Harmonic Imaging: tissues and microbubbles

The phase inversion mode was used in a large multi-centre study of liver metastases using Levovist. It showed that more lesions were demonstrated in phase inversion than on baseline B-mode scanning and that the sensitivity for metastatic disease was greatly increased; the specificity was also somewhat increased. The smallest lesion that could be detected was improved and was somewhat better than on contrast enhanced 3 phase helical CT. In addition there were some lesions detected on PIM that were not seen on CT, raising the question whether they were actually false positives. However, some patients in this study received a further independent diagnostic technique (MRI, intraoperative ultrasound or histology) and PIM ultrasound was closer to this ultimate reference standard than CT thus suggesting that these additional lesions were true positives that had been missed on CT.

These techniques all used a high MI which destroyed the microbubbles and therefore was difficult to apply to real time scanning. This was frustrating because the true haemodynamics of lesion blood supply in the arterial phase could not be interrogated easily. For this reason lower MI non-destructive techniques were actively investigated. The key element in this approach is too avoid high MIs which inevitably elicit tissue harmonics, and to develop methods to image the microbubbles using low or very low MIs. The phase inversion technique, though originally developed for high MI work with agents like Levovist, lends itself very well to this approach especially with SonoVue and, though the final images remain a mixture between such tissue harmonics as are elicited and the (dominant) microbubble harmonics, it is a widely used method. More sophisticated approaches use more complex multi-pulse techniques involving alterations of amplitude as well as phase which enable the detection of non-linearities in the fundamental frequency band (they detect non-linearities arising from temporal asymmetries in compression and rarefaction of the microbubbles) and this means they are more sensitive or can operate at deeper depths. These methods allow the presentation of the microbubble information in the colour layer by analogy with colour Doppler, with the fundamental tissue information (albeit usually somewhat degraded on account of the low transmit powers required) as an underlying greyscale image that is useful for reference purposes. Obviously these low MI methods are not useful for tissue harmonic imaging!

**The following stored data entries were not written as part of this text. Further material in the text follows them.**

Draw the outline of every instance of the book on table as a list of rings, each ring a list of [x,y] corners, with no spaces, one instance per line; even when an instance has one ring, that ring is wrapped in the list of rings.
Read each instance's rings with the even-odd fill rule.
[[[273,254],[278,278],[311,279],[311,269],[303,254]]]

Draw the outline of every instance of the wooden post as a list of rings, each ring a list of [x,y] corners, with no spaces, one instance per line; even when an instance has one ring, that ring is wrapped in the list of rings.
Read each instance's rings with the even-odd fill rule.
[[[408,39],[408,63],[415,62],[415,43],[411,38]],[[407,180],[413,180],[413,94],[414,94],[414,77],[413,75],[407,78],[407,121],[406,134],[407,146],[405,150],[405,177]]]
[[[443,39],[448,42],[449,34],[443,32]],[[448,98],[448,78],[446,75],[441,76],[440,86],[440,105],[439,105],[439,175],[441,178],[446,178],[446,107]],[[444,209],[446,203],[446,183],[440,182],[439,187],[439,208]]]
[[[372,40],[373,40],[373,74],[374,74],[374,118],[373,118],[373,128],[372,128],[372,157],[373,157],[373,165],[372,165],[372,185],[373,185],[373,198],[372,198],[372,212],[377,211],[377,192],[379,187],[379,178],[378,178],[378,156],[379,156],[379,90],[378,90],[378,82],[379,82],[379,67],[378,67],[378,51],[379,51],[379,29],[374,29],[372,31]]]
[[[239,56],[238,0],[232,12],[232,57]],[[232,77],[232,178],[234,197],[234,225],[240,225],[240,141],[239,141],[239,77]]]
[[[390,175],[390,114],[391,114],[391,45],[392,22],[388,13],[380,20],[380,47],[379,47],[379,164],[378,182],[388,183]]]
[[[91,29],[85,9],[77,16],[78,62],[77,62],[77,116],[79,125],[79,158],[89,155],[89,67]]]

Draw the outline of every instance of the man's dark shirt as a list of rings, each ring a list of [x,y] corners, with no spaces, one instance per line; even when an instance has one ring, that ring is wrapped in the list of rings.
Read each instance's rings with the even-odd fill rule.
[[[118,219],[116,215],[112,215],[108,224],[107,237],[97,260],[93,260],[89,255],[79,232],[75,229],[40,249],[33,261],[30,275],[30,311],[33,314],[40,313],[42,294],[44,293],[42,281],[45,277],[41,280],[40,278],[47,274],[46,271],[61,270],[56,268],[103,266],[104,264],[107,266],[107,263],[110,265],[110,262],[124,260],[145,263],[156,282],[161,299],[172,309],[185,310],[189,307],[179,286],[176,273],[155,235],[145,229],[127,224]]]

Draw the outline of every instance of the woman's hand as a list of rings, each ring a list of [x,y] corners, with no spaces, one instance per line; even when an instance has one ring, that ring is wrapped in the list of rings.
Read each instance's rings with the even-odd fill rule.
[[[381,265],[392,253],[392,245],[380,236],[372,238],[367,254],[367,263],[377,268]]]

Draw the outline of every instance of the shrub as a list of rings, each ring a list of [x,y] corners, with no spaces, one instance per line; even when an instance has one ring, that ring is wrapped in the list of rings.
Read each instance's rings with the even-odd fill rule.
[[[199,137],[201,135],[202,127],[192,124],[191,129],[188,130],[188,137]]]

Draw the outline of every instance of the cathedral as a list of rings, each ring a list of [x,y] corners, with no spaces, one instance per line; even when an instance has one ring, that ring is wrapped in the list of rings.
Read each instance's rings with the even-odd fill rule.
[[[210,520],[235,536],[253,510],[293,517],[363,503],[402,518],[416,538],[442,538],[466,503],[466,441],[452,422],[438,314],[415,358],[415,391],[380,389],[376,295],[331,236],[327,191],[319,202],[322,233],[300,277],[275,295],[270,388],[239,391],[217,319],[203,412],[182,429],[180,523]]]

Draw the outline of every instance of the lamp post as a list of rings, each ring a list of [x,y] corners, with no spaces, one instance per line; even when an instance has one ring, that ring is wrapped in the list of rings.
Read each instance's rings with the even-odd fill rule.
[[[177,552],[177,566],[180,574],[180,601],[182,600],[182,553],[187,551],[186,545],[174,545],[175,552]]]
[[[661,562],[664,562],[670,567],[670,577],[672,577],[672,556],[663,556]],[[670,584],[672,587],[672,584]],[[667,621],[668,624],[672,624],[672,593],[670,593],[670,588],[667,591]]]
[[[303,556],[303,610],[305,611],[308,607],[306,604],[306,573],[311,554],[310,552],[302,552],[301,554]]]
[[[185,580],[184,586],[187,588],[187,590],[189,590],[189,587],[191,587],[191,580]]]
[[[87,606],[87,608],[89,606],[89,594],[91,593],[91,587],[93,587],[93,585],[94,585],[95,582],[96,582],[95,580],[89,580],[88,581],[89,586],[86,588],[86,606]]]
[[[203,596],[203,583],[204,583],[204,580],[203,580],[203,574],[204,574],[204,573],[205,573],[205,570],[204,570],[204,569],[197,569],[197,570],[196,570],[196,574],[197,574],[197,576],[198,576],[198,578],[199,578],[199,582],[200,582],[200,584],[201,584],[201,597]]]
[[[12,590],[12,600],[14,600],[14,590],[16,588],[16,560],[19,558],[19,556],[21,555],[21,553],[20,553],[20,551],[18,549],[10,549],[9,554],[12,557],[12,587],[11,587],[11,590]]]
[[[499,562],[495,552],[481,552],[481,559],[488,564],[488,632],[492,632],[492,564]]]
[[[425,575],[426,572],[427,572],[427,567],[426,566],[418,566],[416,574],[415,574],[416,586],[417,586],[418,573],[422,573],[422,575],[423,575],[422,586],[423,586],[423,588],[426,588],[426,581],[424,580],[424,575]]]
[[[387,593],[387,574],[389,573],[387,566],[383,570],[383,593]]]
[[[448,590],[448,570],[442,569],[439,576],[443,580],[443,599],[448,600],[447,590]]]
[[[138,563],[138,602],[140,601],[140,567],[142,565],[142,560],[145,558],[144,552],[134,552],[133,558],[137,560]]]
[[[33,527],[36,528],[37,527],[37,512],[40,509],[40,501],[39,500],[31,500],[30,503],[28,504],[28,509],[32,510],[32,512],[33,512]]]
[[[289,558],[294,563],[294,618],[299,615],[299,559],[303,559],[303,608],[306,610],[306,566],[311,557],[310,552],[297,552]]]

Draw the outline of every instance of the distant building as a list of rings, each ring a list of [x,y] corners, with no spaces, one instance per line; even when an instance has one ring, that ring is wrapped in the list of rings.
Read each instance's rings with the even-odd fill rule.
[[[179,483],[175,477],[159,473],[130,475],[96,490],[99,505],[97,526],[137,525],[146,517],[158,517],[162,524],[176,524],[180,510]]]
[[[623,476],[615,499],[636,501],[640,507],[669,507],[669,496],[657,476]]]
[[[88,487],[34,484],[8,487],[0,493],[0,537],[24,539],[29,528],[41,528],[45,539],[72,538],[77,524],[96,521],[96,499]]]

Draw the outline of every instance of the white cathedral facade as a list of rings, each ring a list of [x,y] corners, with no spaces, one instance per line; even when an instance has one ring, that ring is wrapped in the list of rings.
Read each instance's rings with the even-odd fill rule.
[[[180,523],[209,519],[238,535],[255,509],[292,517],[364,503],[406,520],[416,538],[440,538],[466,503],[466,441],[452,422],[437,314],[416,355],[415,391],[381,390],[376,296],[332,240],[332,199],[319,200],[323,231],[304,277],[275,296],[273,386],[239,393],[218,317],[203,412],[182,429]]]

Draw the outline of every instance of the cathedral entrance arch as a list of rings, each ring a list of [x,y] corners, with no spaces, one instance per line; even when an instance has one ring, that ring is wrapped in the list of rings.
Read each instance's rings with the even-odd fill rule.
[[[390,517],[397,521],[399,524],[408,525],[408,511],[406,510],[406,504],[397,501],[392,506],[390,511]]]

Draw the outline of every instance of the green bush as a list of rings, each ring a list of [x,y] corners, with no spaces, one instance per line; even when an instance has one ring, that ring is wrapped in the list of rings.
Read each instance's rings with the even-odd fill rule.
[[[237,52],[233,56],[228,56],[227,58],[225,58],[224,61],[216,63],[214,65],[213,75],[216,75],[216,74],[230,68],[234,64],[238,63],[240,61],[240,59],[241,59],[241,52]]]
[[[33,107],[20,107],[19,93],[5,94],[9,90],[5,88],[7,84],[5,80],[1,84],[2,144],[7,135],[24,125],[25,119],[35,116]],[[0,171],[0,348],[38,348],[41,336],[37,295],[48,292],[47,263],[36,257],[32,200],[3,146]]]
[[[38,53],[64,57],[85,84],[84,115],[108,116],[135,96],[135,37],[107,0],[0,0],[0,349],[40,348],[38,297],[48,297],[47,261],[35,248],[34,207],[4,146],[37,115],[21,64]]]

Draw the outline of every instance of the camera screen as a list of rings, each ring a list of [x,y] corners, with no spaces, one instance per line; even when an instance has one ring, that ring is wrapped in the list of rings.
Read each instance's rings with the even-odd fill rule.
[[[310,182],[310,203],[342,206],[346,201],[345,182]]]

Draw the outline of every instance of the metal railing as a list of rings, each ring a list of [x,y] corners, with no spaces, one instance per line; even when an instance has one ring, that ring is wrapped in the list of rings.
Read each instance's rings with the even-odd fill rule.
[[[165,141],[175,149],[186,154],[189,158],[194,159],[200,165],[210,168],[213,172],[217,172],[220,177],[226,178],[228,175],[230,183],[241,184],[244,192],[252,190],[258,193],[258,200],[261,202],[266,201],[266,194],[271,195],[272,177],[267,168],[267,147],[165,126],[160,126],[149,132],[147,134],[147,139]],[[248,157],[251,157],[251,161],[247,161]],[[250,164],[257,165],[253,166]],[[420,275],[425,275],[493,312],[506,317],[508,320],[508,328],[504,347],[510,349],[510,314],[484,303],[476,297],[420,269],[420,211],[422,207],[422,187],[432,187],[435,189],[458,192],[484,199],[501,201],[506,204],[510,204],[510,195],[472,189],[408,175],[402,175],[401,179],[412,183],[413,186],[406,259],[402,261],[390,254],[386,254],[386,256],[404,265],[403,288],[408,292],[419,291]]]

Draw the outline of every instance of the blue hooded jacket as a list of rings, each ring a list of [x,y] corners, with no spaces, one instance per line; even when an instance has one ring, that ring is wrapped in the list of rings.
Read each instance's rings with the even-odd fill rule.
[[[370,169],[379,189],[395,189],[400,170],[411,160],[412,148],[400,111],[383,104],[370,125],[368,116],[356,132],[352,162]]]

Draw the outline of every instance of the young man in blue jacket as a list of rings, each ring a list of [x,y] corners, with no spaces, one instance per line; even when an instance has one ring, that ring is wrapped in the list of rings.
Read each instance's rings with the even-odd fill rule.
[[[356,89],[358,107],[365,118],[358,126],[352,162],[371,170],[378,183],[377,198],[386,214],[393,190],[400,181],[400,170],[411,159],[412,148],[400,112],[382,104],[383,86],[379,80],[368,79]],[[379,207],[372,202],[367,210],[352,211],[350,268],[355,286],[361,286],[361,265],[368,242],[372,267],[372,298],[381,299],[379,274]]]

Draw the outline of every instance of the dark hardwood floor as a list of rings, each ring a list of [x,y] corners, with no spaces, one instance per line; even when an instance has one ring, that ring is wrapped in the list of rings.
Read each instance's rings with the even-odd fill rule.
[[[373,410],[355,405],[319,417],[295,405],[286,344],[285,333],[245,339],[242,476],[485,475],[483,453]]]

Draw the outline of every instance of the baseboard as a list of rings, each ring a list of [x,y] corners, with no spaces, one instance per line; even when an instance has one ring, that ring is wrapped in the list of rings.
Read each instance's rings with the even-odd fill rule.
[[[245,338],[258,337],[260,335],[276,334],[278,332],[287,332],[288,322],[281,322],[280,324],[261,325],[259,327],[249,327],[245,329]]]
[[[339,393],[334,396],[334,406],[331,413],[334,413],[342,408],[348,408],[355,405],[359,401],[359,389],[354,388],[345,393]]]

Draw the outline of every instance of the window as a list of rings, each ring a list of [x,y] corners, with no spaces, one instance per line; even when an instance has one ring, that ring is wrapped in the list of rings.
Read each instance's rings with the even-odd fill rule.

With both these families of low MI approaches, real time scanning can be used and this has the major advantage of allowing the haemodynamics of the transit of the microbubbles to be examined. The arterial phase is important in many organs; in the liver the portal phase is also available, though it does not seem to add much diagnostic information. However, the sinusoidal (late) phase seems to have the same critical information as the Kupffer cell phase of agents such as Levovist in indicating the vascular volume of the lesion compared to the liver or spleen. Not only does the vascularity of the lesion appear but the pattern of arterial supply is evident: hypovascular malignancies are supplied from the periphery via one or two tortuous or helical vessels whereas focal nodular hyperplasia receives a central supply. Haemangiomas also receive an arterial supply but it is less intense and the arteries discharge into the capacious angiomatous vessels at the periphery of the lesion. The contrast then percolates slowly through the angiomatous vasculature so that the lesion fills completely or partially in a centripetal fashion. The analogy with CT or MRI is obvious and, as with both these other techniques, typical lesions are definitive diagnostically but there remains a proportion that is atypical and cannot be diagnosed in this way.